Customers arrive at a bank at the mean rate of 20 per hour. the exponential probability distribution describe the time between customer arrivals. (a) What is the probability that a customer arrives within 3 mins of a previous customer? (b) What is the probability that the bank will go 6 mins without any customer?

-
(a) You might think about accepting some answers – Henry Sep 26 '12 at 16:44
(b) Part (b) might depend on how long it takes to serve a customer – Henry Sep 26 '12 at 16:45
In (b), do you mean "without any customer arriving"? If you mean "without any customer being there", Henry's comment (b) applies. Also, presumably you mean "go without any customer for 6 particular minutes"? The probability that the bank will at some point go without any customer for 6 minutes is $1$. – joriki Sep 26 '12 at 16:53

## 1 Answer

We need to decide between minutes and hours for our unit of time. Say it is minutes. Then the mean time between arrivals is $3$ minutes. Or else, depending on the way the exponential distribution has been introduced to you, the rate is $1/3$.

Recall that an exponential distribution with parameter $\lambda$ has mean $\frac{1}{\lambda}$. So $\frac{1}{\lambda}=3$ and therefore $\lambda=\frac{1}{3}$.

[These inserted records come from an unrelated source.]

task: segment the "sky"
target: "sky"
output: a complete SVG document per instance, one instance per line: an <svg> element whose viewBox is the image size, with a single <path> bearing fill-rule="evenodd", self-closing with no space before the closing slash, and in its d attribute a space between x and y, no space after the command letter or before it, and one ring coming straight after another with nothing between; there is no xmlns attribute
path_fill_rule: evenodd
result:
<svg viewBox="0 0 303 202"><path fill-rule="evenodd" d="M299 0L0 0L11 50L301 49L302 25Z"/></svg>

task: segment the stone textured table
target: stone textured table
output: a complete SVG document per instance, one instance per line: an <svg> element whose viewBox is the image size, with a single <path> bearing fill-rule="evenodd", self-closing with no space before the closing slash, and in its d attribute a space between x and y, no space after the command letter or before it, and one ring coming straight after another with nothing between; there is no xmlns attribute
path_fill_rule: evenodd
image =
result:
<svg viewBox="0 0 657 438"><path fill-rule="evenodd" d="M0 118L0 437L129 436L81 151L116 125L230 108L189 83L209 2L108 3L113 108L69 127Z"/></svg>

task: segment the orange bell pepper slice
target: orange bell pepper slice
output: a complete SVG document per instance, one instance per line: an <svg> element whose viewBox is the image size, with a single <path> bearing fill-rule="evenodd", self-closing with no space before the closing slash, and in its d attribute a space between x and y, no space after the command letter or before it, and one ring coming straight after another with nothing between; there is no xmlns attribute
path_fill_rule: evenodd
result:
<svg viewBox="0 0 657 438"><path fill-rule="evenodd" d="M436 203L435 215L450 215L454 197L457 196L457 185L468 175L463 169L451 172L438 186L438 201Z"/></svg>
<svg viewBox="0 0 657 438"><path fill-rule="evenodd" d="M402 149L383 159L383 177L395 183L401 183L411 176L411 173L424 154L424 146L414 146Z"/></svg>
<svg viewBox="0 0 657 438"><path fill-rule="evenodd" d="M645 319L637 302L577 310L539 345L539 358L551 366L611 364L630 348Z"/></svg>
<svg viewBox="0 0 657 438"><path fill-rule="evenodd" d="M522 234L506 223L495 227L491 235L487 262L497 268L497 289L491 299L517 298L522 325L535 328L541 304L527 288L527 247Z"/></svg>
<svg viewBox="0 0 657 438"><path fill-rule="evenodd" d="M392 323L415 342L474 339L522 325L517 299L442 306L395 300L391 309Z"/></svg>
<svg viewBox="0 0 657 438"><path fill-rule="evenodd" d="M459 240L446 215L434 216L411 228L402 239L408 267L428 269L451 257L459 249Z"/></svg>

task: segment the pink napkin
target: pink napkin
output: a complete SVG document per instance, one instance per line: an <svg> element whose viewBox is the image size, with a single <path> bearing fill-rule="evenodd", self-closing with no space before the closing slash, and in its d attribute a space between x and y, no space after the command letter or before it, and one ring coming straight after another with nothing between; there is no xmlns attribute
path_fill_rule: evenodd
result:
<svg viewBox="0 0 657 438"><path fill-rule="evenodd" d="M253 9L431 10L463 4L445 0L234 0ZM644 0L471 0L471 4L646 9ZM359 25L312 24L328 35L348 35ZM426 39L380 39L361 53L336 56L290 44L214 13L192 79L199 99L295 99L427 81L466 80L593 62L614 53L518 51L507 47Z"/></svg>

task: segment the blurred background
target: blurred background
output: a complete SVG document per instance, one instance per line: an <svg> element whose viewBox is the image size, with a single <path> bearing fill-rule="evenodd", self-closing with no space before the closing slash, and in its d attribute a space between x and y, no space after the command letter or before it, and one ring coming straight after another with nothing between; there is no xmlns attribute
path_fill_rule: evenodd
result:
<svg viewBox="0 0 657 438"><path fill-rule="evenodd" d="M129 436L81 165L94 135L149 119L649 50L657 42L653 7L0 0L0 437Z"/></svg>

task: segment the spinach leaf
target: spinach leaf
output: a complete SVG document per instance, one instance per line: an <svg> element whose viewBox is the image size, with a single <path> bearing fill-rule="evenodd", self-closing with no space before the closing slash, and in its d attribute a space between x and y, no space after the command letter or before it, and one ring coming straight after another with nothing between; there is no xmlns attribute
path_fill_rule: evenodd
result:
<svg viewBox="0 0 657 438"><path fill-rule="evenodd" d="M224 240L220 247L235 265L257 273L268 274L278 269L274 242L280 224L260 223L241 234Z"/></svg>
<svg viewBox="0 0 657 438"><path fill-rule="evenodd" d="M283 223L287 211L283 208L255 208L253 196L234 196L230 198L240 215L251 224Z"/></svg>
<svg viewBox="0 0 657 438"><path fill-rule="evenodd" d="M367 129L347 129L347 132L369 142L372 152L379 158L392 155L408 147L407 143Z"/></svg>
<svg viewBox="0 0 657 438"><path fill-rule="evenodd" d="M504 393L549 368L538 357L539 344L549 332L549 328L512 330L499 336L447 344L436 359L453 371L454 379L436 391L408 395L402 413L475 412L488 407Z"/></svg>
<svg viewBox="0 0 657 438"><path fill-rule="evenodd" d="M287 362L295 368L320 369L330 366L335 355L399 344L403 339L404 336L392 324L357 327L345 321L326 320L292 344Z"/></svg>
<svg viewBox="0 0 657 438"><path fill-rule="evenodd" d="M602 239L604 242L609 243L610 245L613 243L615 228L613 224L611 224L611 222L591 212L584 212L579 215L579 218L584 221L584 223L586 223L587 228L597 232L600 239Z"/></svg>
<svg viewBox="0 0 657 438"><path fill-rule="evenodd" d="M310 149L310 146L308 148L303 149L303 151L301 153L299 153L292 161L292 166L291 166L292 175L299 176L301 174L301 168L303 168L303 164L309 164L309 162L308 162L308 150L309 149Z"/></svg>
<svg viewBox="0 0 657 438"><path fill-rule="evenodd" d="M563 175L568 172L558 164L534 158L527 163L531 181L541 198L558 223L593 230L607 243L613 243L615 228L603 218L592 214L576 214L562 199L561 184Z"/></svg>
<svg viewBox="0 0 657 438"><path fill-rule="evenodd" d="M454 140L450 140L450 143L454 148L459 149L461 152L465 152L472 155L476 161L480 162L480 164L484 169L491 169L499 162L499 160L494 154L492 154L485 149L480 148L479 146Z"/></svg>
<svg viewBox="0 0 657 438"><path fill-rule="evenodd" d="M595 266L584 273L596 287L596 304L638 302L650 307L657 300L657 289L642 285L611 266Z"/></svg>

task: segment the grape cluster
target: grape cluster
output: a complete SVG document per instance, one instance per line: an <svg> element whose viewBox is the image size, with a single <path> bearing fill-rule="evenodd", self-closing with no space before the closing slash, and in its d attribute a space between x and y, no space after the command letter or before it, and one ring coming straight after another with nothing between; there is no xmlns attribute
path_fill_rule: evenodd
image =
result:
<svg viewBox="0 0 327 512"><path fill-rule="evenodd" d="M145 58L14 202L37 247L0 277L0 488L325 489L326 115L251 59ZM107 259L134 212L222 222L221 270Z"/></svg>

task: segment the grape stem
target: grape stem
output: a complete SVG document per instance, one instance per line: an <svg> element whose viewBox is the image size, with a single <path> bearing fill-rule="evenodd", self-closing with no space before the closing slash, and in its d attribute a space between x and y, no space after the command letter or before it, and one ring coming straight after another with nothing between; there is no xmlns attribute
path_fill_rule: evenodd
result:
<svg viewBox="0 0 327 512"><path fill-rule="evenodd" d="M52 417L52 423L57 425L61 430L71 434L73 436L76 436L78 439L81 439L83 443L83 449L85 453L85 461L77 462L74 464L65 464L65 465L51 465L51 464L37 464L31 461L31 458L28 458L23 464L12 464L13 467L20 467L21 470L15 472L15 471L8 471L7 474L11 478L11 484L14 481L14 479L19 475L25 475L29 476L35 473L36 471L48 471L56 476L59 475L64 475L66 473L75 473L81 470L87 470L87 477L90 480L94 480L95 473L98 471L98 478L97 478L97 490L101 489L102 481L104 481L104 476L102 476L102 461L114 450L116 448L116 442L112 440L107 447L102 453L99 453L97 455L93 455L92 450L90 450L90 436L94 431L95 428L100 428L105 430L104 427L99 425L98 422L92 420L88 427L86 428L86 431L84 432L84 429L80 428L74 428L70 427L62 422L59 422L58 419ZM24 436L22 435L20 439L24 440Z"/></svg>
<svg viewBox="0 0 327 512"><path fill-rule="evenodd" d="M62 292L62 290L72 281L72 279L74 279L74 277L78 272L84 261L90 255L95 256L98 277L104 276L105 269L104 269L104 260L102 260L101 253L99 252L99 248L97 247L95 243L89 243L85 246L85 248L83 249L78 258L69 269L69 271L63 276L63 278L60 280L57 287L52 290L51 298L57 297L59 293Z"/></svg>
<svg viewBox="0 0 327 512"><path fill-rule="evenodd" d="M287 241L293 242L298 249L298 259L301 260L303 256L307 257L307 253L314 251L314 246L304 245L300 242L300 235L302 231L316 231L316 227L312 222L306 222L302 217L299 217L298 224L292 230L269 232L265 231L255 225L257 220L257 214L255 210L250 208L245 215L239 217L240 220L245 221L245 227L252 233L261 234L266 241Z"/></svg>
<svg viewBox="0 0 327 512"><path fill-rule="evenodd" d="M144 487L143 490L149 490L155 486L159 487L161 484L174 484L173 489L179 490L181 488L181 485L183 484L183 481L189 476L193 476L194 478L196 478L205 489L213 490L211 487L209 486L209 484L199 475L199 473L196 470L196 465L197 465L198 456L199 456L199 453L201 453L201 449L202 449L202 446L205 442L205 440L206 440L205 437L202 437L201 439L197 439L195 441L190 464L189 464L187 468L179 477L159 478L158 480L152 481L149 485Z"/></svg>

A customer has just arrived. Let $X$ be the waiting time until the next customer arrives. Then $X$ has exponential distribution with parameter $\lambda=\frac{1}{3}$. For any positive $x$, $$\Pr(X\le x)=\int_0^x \frac{1}{3}e^{-t/3}\,dt=1-e^{-x/3}.\tag{1}$$

Now we can answer the questions. Interpretation is needed, since there are some ambiguities in the questions.

(a) Interpret the question as saying: "Customer Alicia has just arrived. What is the probability that there will be a customer who arrives later than Alicia, but no more than $3$ minutes later." Then we want $\Pr(X\le 3)$. By $(1)$, this is $1-e^{-3/3}$.

(b) Interpret the question as saying that Alicia has just arrived, and we want the probability that there will be a gap of at least $6$ minutes until the next customer arrives. Then we want $\Pr(X\gt 6$. By $(1)$, this is $1-\Pr(X\le 6)$, which is $1-(1-e^{-6/3})$.

Remark: The exponential distribution is at best a crude model of the situation. For one thing, banks do close. For another, there is always a long line when one is in a hurry.